After the accident, this feeling only got worse. I was desperate to feel the comfort of home. I longed for people who told me they were sorry about what happened, who didn’t scold me for climbing the hillside and causing the slide. All I wanted was to be alone in a place where solitude was culturally taboo.

But slowly, it got better. I still took those weekend trips with other friends, squeezing into sept-places and bumping along dirt roads. We still went dancing on the weekends and searched for fresh watermelon, mango and cold bisap juice on the way home from school. We played soccer in the street with my host brothers and attempted to debate world politics in French with our host families. Before I knew it, the semester was over, and I was headed back to the U.S.

Landing back in Chicago, Miriam was the first person I saw, her smiling face looking up at me from the wheelchair in the arrivals hall. She held up a puffy winter coat as I stood there shivering in sandals and a jean jacket, the warmest clothes I had with me.

We piled into her parents’ sedan — four people, three large suitcases (one Miriam’s, two mine) and a wheelchair. It felt oddly comfortable to be squished up against the car door, bags and people filling every last inch of space. The sheer proximity of people and things soothed me as the cold and reverse culture shock began to set in. Where I once wanted my own space in Senegal, here I craved the nearness of anyone and anything. Where I once longed to return home, here it all felt foreign: the English on the radio, the orderly traffic, the frigid winter air and Christmas decorations.
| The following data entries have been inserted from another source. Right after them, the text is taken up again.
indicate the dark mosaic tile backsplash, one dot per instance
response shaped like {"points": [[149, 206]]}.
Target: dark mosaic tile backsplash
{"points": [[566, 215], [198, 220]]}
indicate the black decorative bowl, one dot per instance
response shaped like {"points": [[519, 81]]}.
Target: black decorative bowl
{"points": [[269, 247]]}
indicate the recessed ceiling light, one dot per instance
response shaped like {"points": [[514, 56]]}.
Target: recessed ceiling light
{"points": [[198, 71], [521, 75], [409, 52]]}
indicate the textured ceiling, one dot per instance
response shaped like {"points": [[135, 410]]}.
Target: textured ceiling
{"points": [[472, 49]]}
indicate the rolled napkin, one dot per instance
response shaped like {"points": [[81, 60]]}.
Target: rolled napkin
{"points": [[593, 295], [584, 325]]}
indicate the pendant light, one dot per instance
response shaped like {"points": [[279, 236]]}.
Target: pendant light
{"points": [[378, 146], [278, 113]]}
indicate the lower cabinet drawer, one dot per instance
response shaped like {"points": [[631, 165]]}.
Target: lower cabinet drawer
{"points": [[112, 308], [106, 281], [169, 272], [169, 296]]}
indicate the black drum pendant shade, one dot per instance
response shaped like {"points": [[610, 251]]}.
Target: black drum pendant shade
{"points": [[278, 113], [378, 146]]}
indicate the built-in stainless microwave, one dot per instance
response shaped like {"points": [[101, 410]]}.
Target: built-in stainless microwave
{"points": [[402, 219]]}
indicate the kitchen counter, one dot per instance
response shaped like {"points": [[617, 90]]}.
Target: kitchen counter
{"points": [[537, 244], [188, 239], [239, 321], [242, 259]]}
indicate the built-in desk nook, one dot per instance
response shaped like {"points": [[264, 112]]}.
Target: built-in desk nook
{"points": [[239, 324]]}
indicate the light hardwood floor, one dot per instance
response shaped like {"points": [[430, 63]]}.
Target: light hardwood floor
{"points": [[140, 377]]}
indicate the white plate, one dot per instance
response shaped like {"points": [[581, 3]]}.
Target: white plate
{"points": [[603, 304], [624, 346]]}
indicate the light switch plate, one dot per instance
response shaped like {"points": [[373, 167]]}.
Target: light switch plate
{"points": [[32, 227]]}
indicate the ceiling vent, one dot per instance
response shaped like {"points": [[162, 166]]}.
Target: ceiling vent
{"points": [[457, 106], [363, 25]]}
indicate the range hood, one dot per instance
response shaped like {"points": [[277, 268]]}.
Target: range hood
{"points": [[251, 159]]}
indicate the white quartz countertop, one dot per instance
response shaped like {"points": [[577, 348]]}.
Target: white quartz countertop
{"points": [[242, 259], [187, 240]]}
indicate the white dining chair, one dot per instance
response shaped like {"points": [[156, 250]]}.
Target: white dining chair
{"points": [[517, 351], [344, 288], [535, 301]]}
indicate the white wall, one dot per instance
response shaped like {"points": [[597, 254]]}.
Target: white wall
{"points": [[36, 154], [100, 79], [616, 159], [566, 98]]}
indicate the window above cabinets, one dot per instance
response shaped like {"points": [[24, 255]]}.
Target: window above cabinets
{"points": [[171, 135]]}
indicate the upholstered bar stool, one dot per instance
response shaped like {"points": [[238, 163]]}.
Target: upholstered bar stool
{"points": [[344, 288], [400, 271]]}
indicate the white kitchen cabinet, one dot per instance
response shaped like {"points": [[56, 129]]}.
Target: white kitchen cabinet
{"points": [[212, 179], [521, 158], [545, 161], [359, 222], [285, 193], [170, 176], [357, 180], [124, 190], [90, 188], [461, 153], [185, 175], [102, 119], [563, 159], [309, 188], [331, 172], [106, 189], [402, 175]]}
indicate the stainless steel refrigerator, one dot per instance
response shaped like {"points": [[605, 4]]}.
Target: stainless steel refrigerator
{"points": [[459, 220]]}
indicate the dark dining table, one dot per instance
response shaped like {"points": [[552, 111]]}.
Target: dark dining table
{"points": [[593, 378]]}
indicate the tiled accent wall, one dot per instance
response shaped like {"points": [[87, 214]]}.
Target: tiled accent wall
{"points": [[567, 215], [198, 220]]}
We drove to her parents’ house, as I told her about the rest of the semester, the times I sat peeling fish as they came off the smoker with ladies in the village as part of my “environmental” internship. The daunting task of standing in front of 70 students, attempting to teach them English. I told her about dancing on the beach with my host brother and his friends, the heavy drum beats filling the ocean-scented air. I told her about the weekend travels we took to the Gambia and Saint-Louis, the bike rides, animal parks and marriage proposals, genuine or otherwise, we all received on a daily basis.

She told me about the plane ride home, the multiple surgeries she’d already had, with more to come. She explained her decision to avoid amputation and hope for the best as the doctors performed bone, muscle and skin grafts in an attempt to heal her leg and help her walk again. I listened, in the cold night of winter, longing for the warmth of not just the Senegalese climate but its people.

I told her how much we missed her, and how I would lay awake at night under my mosquito net replaying the rock slide in my head, wondering what I could have done differently, how it should have been me, not her that left. But she stopped me, with a furrowed brow and in the most stern voice she could muster, she refused to let me go on. Every time I wanted to blame myself, she was the one who wouldn’t let me. I told her how, in the months that had passed since the accident (it was an accident, I reminded myself again and again), I tried to embody as much of her spirit as possible. Entering into each situation with positivity and grace, curiosity and excitement, forgoing hesitation, skepticism and anxiety.

We’ve since lost touch, separated by time and place, life changes and choices. But the last emails I have from her, ones I received years after that fateful day, are still signed with her signature smiley face and a Wolof proverb, a lesson we both learned from our brief time in Senegal. Nit nittay garabam: Man is man’s medicine.